One repo, or all of them
Conductor runs agents inside a repository. That’s the unit: a repo, its worktrees, its diffs.
In the AI era you don’t have one repo, you have a hundred, scattered across your machine, half of them half-finished. PaellaDoc opens and organizes them: every project in one place, taggable, with its state visible, the agents, the gates, where each one stands. It’s a control room for all your projects, not a runner inside one of them.
Why this matters more if you can’t read code
Conductor’s whole workflow is built around reading the diff. That’s the right design for a developer. It’s the wrong design for someone who can’t read code at all.
A no-coder has no diff to review, or rather, the diff means nothing to them. Conductor doesn’t serve that person, because its core loop is human review. PaellaDoc’s no-coder mode is built for exactly them: the gate is the review they can’t do themselves.
What we share, so this is fair
Both are local, on your Mac. Both are model-agnostic (Claude, Codex, and more). Both use your own subscription instead of charging per token. Both isolate work in git worktrees. If you want parallel agents with a clean review UX, Conductor does that well, and it’s free, which is hard to argue with.
Side by side
| Conductor | PaellaDoc | |
|---|---|---|
| Local, on your Mac | Yes | Yes |
| Parallel agents in worktrees | Yes | Yes |
| Model-agnostic, your subscription | Yes | Yes |
| Works on | Code (diffs, merges) | Product (PRD, US, AC as .paella artifacts) |
| Deciding “done” | You review the diff | Execution gate vs. criteria |
| Extensible packs via open SDK | No | Method, stack, design, validator packs |
| Reverse intake (rebuild product context from an existing repo) | No | Yes |
| Drive it remotely (Telegram) | No | Yes |
| Manages all your projects (control center, tags) | No (per repo) | Yes |
| For non-coders | No (diff-first) | Yes (no-coder mode) |
| Polish, review UX | Ahead | Earlier |
Who each is for
If you’re a developer who wants to run several agents at once and review their diffs yourself, with a clean, polished UX, Conductor is built for that, and it’s free. Hard to beat for that job.

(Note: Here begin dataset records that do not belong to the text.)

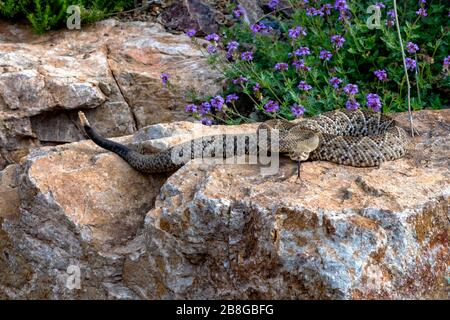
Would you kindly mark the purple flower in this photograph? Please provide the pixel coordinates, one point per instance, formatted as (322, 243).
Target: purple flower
(352, 104)
(311, 11)
(211, 49)
(304, 86)
(191, 33)
(341, 5)
(381, 74)
(164, 78)
(206, 121)
(411, 63)
(259, 28)
(325, 55)
(412, 47)
(205, 108)
(422, 12)
(326, 8)
(300, 65)
(447, 62)
(338, 40)
(297, 32)
(271, 106)
(344, 15)
(232, 45)
(297, 110)
(351, 89)
(374, 102)
(281, 66)
(302, 51)
(240, 80)
(335, 82)
(217, 102)
(239, 11)
(232, 97)
(247, 56)
(273, 4)
(212, 37)
(192, 108)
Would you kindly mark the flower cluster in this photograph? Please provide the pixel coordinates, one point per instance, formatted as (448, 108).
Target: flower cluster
(296, 32)
(374, 102)
(316, 57)
(381, 75)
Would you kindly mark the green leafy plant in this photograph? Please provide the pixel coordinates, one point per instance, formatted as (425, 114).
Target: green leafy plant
(319, 56)
(44, 15)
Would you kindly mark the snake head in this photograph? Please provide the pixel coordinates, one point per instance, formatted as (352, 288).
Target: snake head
(304, 142)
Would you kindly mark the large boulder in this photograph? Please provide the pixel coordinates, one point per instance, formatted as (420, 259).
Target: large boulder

If you want “done” decided by running the code against criteria instead of by your eyes, or you need a whole product built by someone who can’t review code, that’s where PaellaDoc is different.
It isn’t better, and it isn’t trying to be Conductor. Conductor is a focused tool for running agents and reviewing their code, free and well made. PaellaDoc is the system around the work: the product, the gate, the packs, all your repos, and the people who can’t read a diff. Different jobs, and one of them still works when there’s no one to review.